Monday, 17 November 2014

My Hunger Games Story 1

A #MyHungerGames story from a chapter member

I am very lucky to have had a childhood where I had a loving family and a roof over my head. I wasn’t unhappy and I have very fond memories of being a child. I am grateful to my parents and to the tax payers money that helped support my family during the difficult periods. 

My earliest memories were living in a hostel in the early 90s. Social hosing was in limited supply and we had nowhere else to go. My parents had separated when I was a baby and my mother moved me and my brother back to near my grandparents. She met my stepfather and had my baby brother. We were placed in ‘temporary accommodation’ which meant living in a house with many other families, sharing a bathroom and a kitchen. One room to a family, so 2 adults and 3 children living in one room. We lived here for many months before moving into a pretty shoddy privately rented house. Looking at Shelter UK’s Website, there are 90,000 children that will be in that position this Christmas. For children older than I was, and the parents, I can imagine this is rather difficult, especially for long periods of time. 
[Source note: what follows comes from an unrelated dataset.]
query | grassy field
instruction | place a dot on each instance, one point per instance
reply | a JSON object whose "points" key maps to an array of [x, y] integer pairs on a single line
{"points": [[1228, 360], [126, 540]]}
After this point we were a low income family and money was very tight. We always had something to eat, but I do remember crying because I didn’t want to eat some less than appetising canned meat because I believed I was being fed cat food. I had no choice that night as we had nothing else in the house to eat. I have another memory of being asked to write about my summer holiday at school and while everyone was talking about all of the amazing trips they went on, I told my teachers we didn’t go anywhere so I was told to ‘make something up’. I realised Santa was not real when friends got megadrives and game boys and I got colouring books. Now these are I guess trivial things in the scheme of things, but they are things that made my childhood a bit different to my friends'.

Later things improved, my parents got OK paying jobs. Things were still tight in my teens, but not on the same scale as my early childhood. Doors were opened which allowed me to get a university degree with the aid of government grants, (Though I still borrowed around £17,000). This is something I never even considered doing, as I felt university was for more affluent families.

I have found as an adult there is a lot of prejudice against someone from my background, regardless of whether I have a well paid job where I pay taxes into the system that helped me. I have been told by a healthcare professional in general conversation, that poor kids shouldn’t get university grants as it is a waste of money. I was told by an acquaintance that my parents should have been sterilised as we were a burden on society. These things are very hurtful and I feel for families that are in this position right now. How can a society help people out of difficult times if they are persecuted for losing their job, becoming ill or many other difficult circumstances that are often beyond a person's control?